W USA istnieje bogate orzecznictwo regulujące stosunek agencyjny (stosunek agencyjny w USA to kwestia całkowicie odmienna od umowy agencyjnej i pozycji agenta w Polsce; amerykańskie „agency” bliższe jest stosunkowi pełnomocnictwa, prokury – przyp. red.). Ogólnie rzecz biorąc, jeżeli dana osoba podaje się za officera spółki i zawiera w jej imieniu umowę ze stroną trzecią, to ta strona trzecia jest uprawniona do uznania takiego reprezentanta za agenta spółki, a co za tym idzie, uznać umowę za skutecznie zawartą, bez względu na świadomość w tym zakresie tak reprezentowanej spółki. Oczywiście nie jest to najlepszy sposób na prowadzenie biznesu, bo jak wspomniałam wcześniej istnieją inne sposoby na potwierdzenie osoby CEO lub innego officera. 

Z jakimi odmiennościami w stosunku do kultury prawnej Europy spotka się polski przedsiębiorca zaczynając biznes w USA?
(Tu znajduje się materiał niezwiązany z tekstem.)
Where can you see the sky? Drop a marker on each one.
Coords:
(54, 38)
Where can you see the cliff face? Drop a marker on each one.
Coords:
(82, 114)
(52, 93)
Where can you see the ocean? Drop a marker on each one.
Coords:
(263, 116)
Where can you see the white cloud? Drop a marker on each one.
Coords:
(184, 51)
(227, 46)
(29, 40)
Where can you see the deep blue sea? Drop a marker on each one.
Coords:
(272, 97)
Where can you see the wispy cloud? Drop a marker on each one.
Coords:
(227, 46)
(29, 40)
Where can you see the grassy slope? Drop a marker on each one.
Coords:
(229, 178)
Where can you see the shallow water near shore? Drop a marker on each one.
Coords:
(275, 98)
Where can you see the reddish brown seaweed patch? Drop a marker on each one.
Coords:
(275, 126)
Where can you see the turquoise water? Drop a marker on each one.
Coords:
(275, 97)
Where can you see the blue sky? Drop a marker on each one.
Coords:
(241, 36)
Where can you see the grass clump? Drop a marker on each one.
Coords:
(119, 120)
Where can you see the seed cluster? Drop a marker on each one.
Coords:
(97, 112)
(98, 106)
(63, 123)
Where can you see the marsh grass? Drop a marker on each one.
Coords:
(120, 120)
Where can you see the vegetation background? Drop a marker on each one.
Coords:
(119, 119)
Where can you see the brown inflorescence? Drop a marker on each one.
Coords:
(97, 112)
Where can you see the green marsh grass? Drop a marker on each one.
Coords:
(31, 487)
To jest bardzo obszerne pytanie. W zasadzie jest wiele podobieństw. Niemniej jednak największe różnice można zaobserwować w prawie pracy i prawie ochrony danych osobowych. W Europie przepisy kodeksowe jak i umowne zapewniają dużo większą ochronę pracownika. Ponadto istotne różnice występują w systemach podatkowych.

W ostatnich latach największe trudności dla przedsiębiorców amerykańskich powodowały europejskie regulacje dotyczące ochrony danych osobowych. W najbliższych dniach zacznie obowiązywać w Europie RODO, które także jest dużo bardziej restrykcyjne niż regulacje amerykańskie. Mam jednak nadzieję, że w niedalekiej przyszłości zostanie wydane szereg regulacji federalnych, które w istotny sposób zbliżą USA i Europę w dziedzinie ochrony danych osobowych.  
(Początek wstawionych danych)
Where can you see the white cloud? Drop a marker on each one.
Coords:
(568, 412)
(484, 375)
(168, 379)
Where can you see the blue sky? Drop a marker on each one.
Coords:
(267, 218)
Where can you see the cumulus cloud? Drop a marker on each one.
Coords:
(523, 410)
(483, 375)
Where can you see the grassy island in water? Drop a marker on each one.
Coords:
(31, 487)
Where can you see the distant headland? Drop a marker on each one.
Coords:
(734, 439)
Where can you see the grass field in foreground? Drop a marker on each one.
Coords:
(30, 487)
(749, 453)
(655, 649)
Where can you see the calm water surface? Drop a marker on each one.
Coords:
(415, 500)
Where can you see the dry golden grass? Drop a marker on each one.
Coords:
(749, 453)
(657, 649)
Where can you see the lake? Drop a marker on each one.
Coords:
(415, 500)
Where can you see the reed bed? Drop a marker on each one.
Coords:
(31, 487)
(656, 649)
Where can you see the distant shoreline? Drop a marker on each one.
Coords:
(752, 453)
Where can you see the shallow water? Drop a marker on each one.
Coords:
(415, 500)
Jane, na sam koniec powiedz proszę, jaką najważniejszą radę chciałabyś przekazać Founderom, którzy zamierzają założyć spółkę w USA i rozpocząć ekspansję na tym rynku?   

Zdecydowanie zatrudnić odpowiedniego doradcę. Jak to zwykle bywa, diabeł tkwi w szczegółach i najlepiej jest współpracować z doradcami mającymi doświadczenie w prawie korporacyjnym i dodatkowo w transakcjach transgranicznych. Dodatkowo dobry doradca powinien umieć zidentyfikować ryzyka podatkowe związane z posiadaniem organizacji w różnych jurysdykcjach oraz związane z zaangażowaniem osób z różnych stron świata. 

Dzięki Jane, są to niezwykle cenne informacje i mamy już apetyt na kolejne.